Try This at Home: Sight or Scent
The prefix "nano" means one billionth. At such a small scale, some tools are more reliable and useful than others.
What You Need
- 100 mL (~1/2 cup) water
- Graduated cylinder or measuring spoons
- 1 mL (1/4 teaspoon) colored mouthwash (or colored water with a drop of vanilla or perfume added)
- 10 identical small cups or an ice cube tray
What To Do
Make sure you have an adult with you to supervise this experiment.
Line up the nine cups in a row and label them 0 through 9.
Fill Cup 0 with 10 mL (2 teaspoons) water.
Fill Cup 1 with 9 mL (1 3/4 teaspoons) water and 1 mL (1/4 teaspoon) mouthwash. Stir.
Fill Cup 2 with 9 mL (1 3/4 teaspoons) water and 1 mL (1/4 teaspoon) solution from Cup 1. Stir.
Fill Cup 3 with 9 mL (1 3/4 teaspoons) water and 1 mL (1/4 teaspoon) solution from Cup 2. Stir.
Observe the color and scent of the mixtures in Cups 1, 2, and 3. Are they the same? Make a hypothesis! How do you think the mixture in Cup 9 will look and smell?
Fill the remaining cups in the same manner used to fill Cups 1, 2, and 3.
Compare the colors and scents of Cups 0, 1, and 9. Can you see which cups contain mouthwash? Can you tell the difference by smell?
By adding water to the mixture, you are diluting the mouthwash. Cup 0 contains 100% water for comparison. Cup 1 contains 10% mouthwash, Cup 2 contains 1% mouthwash, Cup 3 contains 0.1% mouthwash, etc., Cup 9 contains one billionth of a percent mouthwash. We call one billionth of something "nano", so you can think of Cup 9 as containing one "nano-percent" mouthwash. Similarly, one nanometer is a billionth of meter. Nanotechnology concerns science on this tiny scale.
When working on such a small scale, scientists' hands and eyes are simply too big to handle these tiny particles. They need special tools, such as magnets, light beams, and electron microscopes, to be able to work with nanoparticles. Similarly, our eyes are unable to be sure of which cup contains the mouthwash when comparing Cups 0 and 9. However, our more sensitive noses can sniff out the scent of the mouthwash much more reliably.
In order to create objects on the nanoscale, scientists can use either a "bottom up" or "top down" approach. The "bottom up" approach means building nanostructures one atom at a time.
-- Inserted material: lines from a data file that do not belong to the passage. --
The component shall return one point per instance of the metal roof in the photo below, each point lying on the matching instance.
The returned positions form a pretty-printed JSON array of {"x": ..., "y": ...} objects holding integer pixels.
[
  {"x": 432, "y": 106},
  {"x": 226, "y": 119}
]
The "top down" approach means cutting a large structure down until it is very small. Our experiment follows that "top down" approach because we took a significant amount of mouthwash and diluted it until it was on the nanoscale. Scientists are also research methods of self-assembling nanostructures. Imagine shaking a box of Legos and having some of the Legos stick together in the process. In this analogy, each Lego represents an atom. By shaking the box the individual atoms clump together to form nanostructures without the intensive help of an outside resource.
Our hair and fingernails grow about a nanometer every second!